View the cost report for the current session:

bash
thinklang cost-report

This shows the same summary as --show-cost but can be run independently.

What Gets Tracked

Every think, infer, reason, and assert.semantic call is recorded with:

FieldDescription
operationWhich primitive was called (think, infer, reason, semantic_assert)
modelThe model used (e.g., claude-opus-4-6)
inputTokensNumber of input tokens consumed
outputTokensNumber of output tokens generated
costUsdEstimated cost in USD
durationMsHow long the call took
promptFirst 100 characters of the prompt (for identification)

Cost Summary

The cost summary aggregates records into:

  • Total input tokens, output tokens, cost, and call count
  • By operation -- breakdown by think, infer, reason, semantic_assert
  • By model -- breakdown by which model handled each call

Model Pricing

Costs are calculated from per-million-token pricing:

ModelInput (per 1M tokens)Output (per 1M tokens)
claude-opus-4-6$15.00$75.00
claude-sonnet-4-5$3.00$15.00
claude-haiku-4-5$0.80$4.00

Reducing Costs

  • Enable caching.
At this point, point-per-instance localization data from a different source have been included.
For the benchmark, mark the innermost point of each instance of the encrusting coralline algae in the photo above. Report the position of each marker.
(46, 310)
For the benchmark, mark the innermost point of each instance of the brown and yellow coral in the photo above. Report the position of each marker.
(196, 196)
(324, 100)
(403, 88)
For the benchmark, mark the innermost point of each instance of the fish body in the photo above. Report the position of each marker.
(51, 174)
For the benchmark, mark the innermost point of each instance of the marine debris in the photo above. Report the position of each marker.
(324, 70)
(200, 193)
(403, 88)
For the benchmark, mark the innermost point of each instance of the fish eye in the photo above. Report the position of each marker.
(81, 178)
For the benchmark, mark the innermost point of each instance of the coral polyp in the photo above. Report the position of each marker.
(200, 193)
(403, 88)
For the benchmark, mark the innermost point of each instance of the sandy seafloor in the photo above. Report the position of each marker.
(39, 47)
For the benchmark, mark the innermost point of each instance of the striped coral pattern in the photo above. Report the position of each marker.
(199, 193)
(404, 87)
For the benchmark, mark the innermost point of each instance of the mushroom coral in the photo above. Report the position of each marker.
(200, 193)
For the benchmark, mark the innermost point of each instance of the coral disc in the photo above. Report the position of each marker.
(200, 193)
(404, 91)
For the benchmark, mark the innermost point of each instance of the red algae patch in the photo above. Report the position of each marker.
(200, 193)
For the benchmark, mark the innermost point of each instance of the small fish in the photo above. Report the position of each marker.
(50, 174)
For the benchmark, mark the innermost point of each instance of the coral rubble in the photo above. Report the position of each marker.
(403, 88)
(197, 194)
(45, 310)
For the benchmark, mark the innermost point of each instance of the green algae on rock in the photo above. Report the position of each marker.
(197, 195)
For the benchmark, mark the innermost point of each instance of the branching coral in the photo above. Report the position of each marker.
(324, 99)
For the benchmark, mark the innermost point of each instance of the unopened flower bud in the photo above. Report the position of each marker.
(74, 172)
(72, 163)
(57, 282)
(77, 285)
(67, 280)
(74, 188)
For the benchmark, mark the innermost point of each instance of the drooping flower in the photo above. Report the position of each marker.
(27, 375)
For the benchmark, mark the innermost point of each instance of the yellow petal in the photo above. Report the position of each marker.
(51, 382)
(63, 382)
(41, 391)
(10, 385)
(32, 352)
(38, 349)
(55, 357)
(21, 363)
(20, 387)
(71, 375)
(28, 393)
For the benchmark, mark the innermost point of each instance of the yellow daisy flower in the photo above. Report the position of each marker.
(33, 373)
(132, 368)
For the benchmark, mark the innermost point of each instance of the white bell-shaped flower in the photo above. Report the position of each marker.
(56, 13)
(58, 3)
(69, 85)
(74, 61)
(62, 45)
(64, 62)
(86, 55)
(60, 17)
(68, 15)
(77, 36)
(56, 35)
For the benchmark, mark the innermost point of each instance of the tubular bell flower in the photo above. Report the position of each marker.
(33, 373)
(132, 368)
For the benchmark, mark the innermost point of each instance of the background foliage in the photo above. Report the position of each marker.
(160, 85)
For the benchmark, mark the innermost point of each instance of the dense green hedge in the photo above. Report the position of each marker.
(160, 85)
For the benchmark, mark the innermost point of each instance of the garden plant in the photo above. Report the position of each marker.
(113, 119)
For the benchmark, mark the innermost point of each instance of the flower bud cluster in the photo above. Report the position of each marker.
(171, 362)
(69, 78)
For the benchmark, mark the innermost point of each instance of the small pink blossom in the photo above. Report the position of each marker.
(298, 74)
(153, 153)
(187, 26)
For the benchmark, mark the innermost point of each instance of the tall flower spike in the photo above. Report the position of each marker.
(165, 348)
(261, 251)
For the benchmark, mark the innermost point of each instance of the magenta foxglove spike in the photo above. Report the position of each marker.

Set THINKLANG_CACHE=true (the default). Identical requests are served from cache at zero cost.
  • Use infer for simple tasks. infer uses shorter prompts than think, reducing token usage.
  • Keep context small. Only include relevant data with with context. Large context means more input tokens.
  • Use without context for exclusions. Strip unnecessary data before it reaches the AI.
  • Choose the right model. Set THINKLANG_MODEL to a smaller model for tasks that do not require the most capable one.
  • Use replay in tests. Run thinklang test --replay to avoid live API calls during test iteration.